Oliver Sourbut comments on Mode collapse in RL may be fueled by the update equation

Oliver Sourbut 21 Jun 2023 8:36 UTC
LW: 1 AF: 1
−2
AF

The problem is that this advantage can oscillate forever.

This is a pretty standard point in RL textbooks. But the culprit is the learning rate (which you set to be 1 in the example, but you can construct a nonconverging case for any constant $α$ )! The advantage definition itself is correct and non-oscillating, it’s the estimation of the expectation using a moving average which is (sometimes) at fault.
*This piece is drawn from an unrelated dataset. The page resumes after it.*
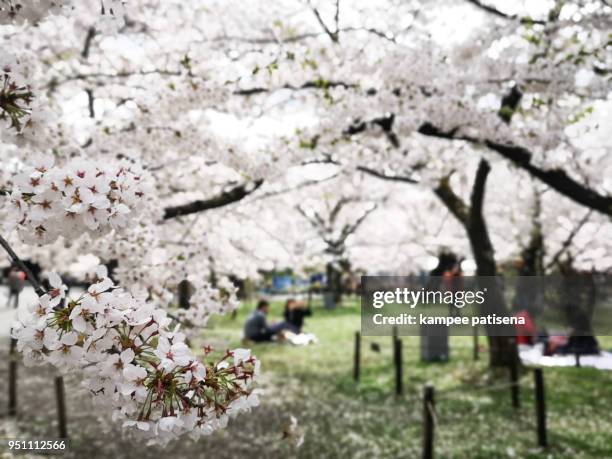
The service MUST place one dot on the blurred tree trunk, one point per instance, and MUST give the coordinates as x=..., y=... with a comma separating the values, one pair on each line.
x=503, y=350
Oscillating or nonconvergent value estimation is not the cause of policy mode collapse.
What links here?
- Oliver Sourbut's comment on Mode collapse in RL may be fueled by the update equation by TurnTrout (21 Jun 2023 8:36 UTC; 3 points)
- TurnTrout 26 Jun 2023 17:52 UTC
  LW: 2 AF: 2
  0
  AF Parent
  The advantage definition itself is correct and non-oscillating… Oscillating or nonconvergent value estimation is not the cause of policy mode collapse.
  The advantage is (IIUC) defined with respect to a given policy, and so the advantage can oscillate and then cause mode collapse. I agree that a constant learning rate schedule is problematic, but note that ACTDE converges even with a constant learning rate schedule. So, I would indeed say that oscillating value estimation caused mode collapse in the toy example I gave?